Je remarque aussi tout l'aspect "Élite" qui est clairement visible dans ces mythes, avec la présence assez importante des titres "Princes/Princesses", "Nobles", et autres qualificatifs impérieux. Beauté et noblesse donc. Résultat des auteurs qui ont écrit ces versions des mythes ( ensuite reprit par l'autrice du présent ouvrage)? Je me demande. Il y a aussi beaucoup d'accent sur la richesse matérielle, les matériaux nobles comme l'or et les pièces de tissus de grande qualité. Quand on parle du divin, on semble aussi tout rapporter ce qui se rapproche du divin matériel également, ne l’occurrence l'Élite sociale. Je ne pense pas que ce choix soit anodin, car après tout, même les religions actuelles ont aussi ce penchant sans vergogne pour le luxe, en témoigne la richesse ostentatoire du Vatican.
Il y a la présence d'illustrations, qui ne sont pas dans mes goûts personnels, mais dont je reconnais l'utilité et la symbolique. L'illustrateur donne d'ailleurs très bien le rendu inverse: des hommes dénudés, alanguis et au corps finement musclé, alors que les femmes sont encore plus costaudes et musclées, en armures, moins dénudées et moins sensuelles que les personnages masculins. Vraiment, bien exécuté sur ce plan là! J'aime bien aussi la diversité ethnique en présence qu'on devine aux variations de saturation de la couleur ( parce que nul personnage n'est dans une palette de peau normale). Il y a beaucoup de roses, de violets, de bleus et de verts. Enfin, j'aime que l'illustrateur ait trouvé le tour de mettre un peu de "féminité" à travers ses armures, de manière à ne pas simplement habiller ses femmes en "hommes".
J'adore quand les auteurs jeunesse proposent de sortir des sentiers battus en changeant un élément aussi clivé que la question du genre. C'est vraiment efficace pour souligner les iniquités et les mauvaises associations genrées, qui ne sont pas toujours au service du genre, justement. Peut-être que ça va agacer les gars de se voir toujours représentés en amateurs de broderie au cœur de chamailleries de coqs ( oups, non, de poules dans ce cas-ci!). Peut-être que ça va inspirer les filles d'être enfin les fortes, courageuses et aventurières de l'histoire, pour une fois. Bref, ça dérange dans le bon sens et tout en ayant le mérite de présenter les mythes, on interroge la question du rapport entre les genres.

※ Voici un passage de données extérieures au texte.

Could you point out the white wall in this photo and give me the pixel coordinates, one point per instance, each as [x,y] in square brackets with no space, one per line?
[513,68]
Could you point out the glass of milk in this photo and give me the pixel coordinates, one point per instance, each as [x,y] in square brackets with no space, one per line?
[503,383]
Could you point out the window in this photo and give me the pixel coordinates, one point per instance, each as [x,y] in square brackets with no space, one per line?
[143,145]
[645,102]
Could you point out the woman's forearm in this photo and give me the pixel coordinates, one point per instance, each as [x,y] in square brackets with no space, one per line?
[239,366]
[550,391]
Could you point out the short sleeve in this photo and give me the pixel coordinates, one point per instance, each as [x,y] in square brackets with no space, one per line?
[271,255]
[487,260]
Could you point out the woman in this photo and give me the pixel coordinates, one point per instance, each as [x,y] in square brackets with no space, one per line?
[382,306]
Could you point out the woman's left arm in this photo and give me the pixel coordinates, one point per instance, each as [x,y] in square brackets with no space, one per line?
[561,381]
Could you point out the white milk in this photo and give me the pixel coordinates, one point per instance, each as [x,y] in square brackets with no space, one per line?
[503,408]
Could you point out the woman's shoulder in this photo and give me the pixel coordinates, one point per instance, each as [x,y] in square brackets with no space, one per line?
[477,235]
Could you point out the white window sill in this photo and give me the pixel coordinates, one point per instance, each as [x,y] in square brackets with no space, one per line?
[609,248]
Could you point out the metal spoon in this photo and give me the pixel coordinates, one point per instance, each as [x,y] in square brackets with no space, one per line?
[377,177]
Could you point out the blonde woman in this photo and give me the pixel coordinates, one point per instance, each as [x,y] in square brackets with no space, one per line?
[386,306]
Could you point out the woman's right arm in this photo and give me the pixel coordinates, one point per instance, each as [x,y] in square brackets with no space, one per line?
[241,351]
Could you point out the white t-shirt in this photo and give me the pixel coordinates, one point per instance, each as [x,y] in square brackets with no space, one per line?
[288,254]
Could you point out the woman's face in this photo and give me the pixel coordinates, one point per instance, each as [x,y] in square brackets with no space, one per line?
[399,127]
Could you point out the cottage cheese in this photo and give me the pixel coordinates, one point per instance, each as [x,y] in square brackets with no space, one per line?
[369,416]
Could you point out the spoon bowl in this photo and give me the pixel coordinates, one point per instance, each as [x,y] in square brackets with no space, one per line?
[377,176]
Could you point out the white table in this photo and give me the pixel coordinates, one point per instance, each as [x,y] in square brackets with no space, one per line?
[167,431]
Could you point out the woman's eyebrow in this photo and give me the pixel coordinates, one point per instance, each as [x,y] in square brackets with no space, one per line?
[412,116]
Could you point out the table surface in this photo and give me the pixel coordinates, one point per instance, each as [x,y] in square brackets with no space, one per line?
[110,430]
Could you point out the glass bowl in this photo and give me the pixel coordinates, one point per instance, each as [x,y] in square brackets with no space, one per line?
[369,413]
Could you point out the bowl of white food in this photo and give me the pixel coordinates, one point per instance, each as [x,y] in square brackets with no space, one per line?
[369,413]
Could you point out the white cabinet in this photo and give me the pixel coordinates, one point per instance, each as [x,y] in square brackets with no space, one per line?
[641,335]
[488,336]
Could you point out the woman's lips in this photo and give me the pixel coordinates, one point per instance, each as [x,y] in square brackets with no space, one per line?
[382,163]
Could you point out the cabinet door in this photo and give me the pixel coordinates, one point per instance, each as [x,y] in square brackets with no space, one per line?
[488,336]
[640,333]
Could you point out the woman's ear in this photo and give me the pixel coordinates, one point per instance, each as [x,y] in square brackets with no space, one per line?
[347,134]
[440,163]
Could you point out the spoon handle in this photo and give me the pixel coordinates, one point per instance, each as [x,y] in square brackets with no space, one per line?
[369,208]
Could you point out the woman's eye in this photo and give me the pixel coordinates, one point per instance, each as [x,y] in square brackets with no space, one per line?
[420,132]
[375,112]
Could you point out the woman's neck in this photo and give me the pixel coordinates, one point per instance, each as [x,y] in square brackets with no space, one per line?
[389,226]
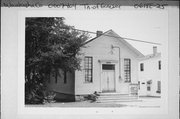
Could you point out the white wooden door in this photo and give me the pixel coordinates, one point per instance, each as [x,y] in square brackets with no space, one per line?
[108,81]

Enfin, je trouve la préface très intéressante, surtout l'élément "figé" des histoires. Ce que Titiou Lecoq explique, c'est que l'histoire appariée à un seul auteur ou une seule autrice est relativement récente, qu'autrefois, les mythes fluctuaient et évoluaient au rythme des orateurs qui les rependait. Il n'est donc pas fou d'iverser les genres dans ce contexte. Et comme madame Lecoq le mentionne, le passage du masculin au féminin permet aussi de prendre conscience que certains défauts sont associés au masculin ( comme l’orgueil par exemple).
Vous trouverez à la fin les prénoms d'origine des personnages et les personnes ressources qui ont produit les textes d'origine, ainsi que la personne qui a créé les nouveaux prénoms, M Roderick Beaton.
Un album pour interroger, questionner et surprendre, tout en étant ludique.
Pour un lectorat à partir du troisième cycle primaire, 10-12 ans.
Aucune scènes sexuellement suggestives. Il y a quelques punitions sont vraiment impitoyables mais rien de très graphique.